The Biden administration will provide “greater financial support” from the United States to the Cuban private sector, a measure that seeks to ease restrictions on the island, according to Bloomberg.
A person close to the subject, who spoke on condition of anonymity, assured that the official announcement could be made known during this week, accompanied by regulatory changes aimed at strengthening private enterprise in Cuba.
The measures are expected to be implemented “imminently” by several agencies, including the State Department, Bloomberg specifies.
With these steps, Cuban entrepreneurs will probably have access to the U.S. banking system, which, in the opinion of Miami-based lawyer Pedro Freyre, “will make life easier for MSMEs.”
Quoted by Bloomberg, Ricardo Herrero, executive director of the Cuba Study Group, also believes that a package of political adjustments is imminent, including greater clarity on what level of loans will be allowed.
The measures, he said, “will detail how Cuban entrepreneurs can open bank accounts in the United States and then access those bank accounts from within Cuba.” According to Herrero, “that in itself changes the game.”
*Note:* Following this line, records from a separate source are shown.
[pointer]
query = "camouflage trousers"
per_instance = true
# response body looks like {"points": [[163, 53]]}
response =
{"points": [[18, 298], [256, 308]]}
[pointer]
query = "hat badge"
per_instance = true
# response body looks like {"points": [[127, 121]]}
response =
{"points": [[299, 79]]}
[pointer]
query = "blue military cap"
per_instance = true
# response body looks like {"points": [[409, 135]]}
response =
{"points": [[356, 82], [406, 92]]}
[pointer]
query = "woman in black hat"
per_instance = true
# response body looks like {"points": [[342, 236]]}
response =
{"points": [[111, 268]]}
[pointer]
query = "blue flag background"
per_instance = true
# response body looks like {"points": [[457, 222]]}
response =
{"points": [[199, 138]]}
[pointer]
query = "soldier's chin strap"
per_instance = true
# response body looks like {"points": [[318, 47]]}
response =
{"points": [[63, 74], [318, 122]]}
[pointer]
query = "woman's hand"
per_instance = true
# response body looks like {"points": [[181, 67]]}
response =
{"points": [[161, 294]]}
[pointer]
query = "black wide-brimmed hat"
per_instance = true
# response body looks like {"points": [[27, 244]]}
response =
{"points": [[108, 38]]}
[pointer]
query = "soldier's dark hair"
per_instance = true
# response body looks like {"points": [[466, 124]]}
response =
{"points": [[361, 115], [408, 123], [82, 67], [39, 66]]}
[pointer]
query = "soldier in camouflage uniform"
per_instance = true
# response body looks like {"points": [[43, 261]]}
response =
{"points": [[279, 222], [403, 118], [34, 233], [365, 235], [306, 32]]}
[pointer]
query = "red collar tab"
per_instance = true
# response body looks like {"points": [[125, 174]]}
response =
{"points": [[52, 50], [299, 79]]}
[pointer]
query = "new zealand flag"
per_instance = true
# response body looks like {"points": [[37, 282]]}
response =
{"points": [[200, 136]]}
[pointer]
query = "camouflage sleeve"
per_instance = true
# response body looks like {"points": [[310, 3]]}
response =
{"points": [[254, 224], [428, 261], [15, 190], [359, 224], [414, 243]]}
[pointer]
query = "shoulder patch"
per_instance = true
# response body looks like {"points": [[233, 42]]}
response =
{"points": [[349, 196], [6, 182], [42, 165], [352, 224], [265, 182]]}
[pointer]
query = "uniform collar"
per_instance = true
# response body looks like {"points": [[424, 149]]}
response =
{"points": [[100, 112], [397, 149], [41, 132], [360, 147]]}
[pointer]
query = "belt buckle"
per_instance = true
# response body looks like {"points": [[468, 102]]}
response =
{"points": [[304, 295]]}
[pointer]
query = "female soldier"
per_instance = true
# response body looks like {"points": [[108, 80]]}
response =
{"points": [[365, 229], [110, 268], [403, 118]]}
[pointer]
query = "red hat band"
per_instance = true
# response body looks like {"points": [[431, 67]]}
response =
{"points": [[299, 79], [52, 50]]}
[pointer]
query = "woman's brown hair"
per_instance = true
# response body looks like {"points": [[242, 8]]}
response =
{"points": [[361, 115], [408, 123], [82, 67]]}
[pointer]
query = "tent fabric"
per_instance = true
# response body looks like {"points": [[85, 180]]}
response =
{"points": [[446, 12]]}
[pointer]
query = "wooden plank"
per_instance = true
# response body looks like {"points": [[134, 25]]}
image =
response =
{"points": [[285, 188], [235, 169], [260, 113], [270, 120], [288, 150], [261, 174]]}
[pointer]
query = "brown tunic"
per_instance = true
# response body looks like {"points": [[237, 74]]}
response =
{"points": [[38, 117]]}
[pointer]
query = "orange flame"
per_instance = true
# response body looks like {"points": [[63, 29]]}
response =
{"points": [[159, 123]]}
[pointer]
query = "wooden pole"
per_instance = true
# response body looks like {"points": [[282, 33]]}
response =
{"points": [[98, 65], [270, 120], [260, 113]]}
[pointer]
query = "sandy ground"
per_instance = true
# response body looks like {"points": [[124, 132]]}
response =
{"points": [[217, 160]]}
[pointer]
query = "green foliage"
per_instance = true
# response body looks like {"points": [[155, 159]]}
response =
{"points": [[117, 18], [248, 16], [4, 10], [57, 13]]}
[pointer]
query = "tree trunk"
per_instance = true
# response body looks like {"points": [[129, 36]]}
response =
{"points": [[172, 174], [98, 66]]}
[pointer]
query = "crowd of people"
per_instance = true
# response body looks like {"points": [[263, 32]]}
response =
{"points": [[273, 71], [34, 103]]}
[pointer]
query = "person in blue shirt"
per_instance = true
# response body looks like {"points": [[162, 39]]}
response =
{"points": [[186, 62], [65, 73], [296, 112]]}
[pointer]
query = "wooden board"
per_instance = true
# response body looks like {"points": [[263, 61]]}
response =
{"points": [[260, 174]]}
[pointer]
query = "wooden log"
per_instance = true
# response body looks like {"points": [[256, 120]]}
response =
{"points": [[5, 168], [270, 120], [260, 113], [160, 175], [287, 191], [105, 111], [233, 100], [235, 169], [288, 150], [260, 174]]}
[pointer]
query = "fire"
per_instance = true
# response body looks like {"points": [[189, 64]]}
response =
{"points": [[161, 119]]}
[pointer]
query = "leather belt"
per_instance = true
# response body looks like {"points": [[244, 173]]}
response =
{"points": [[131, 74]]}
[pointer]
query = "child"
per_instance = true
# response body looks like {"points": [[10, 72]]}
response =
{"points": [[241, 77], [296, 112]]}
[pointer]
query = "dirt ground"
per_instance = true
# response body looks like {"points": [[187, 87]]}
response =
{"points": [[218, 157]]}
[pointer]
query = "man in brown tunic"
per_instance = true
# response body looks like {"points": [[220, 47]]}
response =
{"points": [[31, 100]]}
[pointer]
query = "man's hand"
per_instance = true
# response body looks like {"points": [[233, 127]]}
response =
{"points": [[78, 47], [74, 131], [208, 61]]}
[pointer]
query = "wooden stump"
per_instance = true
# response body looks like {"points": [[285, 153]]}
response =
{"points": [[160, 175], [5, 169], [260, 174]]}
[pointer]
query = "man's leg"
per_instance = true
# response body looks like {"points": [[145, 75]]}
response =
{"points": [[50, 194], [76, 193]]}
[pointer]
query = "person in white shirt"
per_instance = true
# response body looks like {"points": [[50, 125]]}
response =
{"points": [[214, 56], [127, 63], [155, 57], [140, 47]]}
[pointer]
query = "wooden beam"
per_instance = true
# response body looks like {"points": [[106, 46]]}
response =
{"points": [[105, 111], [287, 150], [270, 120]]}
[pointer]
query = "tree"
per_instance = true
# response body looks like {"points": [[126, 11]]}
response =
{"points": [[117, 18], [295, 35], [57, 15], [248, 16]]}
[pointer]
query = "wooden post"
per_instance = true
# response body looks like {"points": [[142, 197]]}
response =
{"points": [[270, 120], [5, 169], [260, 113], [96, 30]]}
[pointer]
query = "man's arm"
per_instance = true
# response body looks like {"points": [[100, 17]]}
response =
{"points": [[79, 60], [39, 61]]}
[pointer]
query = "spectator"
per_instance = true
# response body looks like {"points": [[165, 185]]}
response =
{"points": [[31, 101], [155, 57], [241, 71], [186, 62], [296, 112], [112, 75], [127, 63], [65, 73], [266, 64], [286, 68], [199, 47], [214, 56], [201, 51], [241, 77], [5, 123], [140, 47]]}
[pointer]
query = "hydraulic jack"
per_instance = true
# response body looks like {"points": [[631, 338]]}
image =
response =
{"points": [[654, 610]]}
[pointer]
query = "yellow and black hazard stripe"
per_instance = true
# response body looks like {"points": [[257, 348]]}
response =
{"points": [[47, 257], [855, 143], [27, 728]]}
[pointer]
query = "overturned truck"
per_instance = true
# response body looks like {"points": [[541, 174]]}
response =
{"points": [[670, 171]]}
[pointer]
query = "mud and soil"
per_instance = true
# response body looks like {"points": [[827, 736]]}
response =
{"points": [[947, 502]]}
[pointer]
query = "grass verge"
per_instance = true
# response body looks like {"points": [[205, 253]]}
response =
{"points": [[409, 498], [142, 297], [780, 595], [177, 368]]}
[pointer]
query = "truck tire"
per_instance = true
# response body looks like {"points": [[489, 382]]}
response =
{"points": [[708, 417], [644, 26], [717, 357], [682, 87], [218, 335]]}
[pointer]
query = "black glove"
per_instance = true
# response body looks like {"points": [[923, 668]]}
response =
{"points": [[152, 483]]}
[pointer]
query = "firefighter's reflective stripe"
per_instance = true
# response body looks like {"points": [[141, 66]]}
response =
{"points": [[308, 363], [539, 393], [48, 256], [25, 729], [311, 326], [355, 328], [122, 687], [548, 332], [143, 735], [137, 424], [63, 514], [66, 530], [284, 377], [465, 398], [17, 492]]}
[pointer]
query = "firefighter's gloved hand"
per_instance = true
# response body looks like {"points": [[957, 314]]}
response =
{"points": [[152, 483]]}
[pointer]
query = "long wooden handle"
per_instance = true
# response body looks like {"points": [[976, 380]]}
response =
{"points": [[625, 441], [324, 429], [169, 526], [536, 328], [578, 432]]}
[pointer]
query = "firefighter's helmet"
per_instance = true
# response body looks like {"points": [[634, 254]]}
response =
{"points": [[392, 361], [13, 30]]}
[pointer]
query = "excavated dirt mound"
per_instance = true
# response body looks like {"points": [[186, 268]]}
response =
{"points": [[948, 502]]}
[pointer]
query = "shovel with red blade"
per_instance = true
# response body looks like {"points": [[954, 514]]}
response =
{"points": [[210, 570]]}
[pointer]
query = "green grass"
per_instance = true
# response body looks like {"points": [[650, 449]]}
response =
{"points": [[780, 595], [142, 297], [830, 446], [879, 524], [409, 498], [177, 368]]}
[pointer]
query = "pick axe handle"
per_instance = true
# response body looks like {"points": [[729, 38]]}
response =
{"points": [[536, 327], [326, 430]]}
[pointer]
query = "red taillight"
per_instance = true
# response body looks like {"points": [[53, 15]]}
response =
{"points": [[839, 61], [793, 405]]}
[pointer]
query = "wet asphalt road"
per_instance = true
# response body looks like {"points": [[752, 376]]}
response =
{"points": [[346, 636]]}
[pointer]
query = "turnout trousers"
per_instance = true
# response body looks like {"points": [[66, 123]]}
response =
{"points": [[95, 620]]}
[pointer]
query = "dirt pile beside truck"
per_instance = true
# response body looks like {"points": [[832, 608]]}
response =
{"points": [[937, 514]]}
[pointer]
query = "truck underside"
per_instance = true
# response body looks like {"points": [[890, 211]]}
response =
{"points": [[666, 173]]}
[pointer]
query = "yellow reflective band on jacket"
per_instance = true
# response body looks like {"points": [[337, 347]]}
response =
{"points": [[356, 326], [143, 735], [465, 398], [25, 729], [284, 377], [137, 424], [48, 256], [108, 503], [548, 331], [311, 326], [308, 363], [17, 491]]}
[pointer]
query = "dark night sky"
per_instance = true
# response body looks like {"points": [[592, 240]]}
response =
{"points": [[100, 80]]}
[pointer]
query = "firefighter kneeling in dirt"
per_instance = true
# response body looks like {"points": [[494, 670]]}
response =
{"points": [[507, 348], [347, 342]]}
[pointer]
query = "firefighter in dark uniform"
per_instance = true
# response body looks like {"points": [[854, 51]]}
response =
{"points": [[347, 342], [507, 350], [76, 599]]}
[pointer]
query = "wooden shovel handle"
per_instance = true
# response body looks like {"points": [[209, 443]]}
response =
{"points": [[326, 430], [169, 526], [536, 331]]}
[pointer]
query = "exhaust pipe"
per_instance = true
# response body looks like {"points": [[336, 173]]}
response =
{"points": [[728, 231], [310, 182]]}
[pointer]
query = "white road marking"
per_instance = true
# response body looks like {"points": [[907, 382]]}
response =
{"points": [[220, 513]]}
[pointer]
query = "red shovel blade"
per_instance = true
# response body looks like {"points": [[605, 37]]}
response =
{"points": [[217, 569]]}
A State Department official revealed, without confirming that there was a pending announcement, that the Biden administration sees entrepreneurs as Cuba’s best hope to grow its economy and stop the departure of immigrants.
“There are no indications that more radical changes are imminent,” the article notes, in reference to the Cuban government’s expectations that Biden would quickly reverse the “maximum pressure” policy applied by Donald Trump.
The text points out that Democrats are afraid of doing anything that could alienate Cuban-American voters in Florida before the 2024 elections.
Last week both countries held high-level talks on a series of issues on the common agenda, although they failed to make progress on the biggest disputes, Deputy Foreign Minister Carlos Fernández de Cossío told Reuters.
The main concerns of the Cuban delegation point to Cuba’s permanence on the list of state sponsors of terrorism and the continuation of the embargo/blockade by the Biden administration.
The talks addressed immigration issues and cooperation in law enforcement, health, science and technology. Referring to these issues, Fernández de Cossío told Reuters that “we welcome them, but they are not the defining factor, the primary issue.”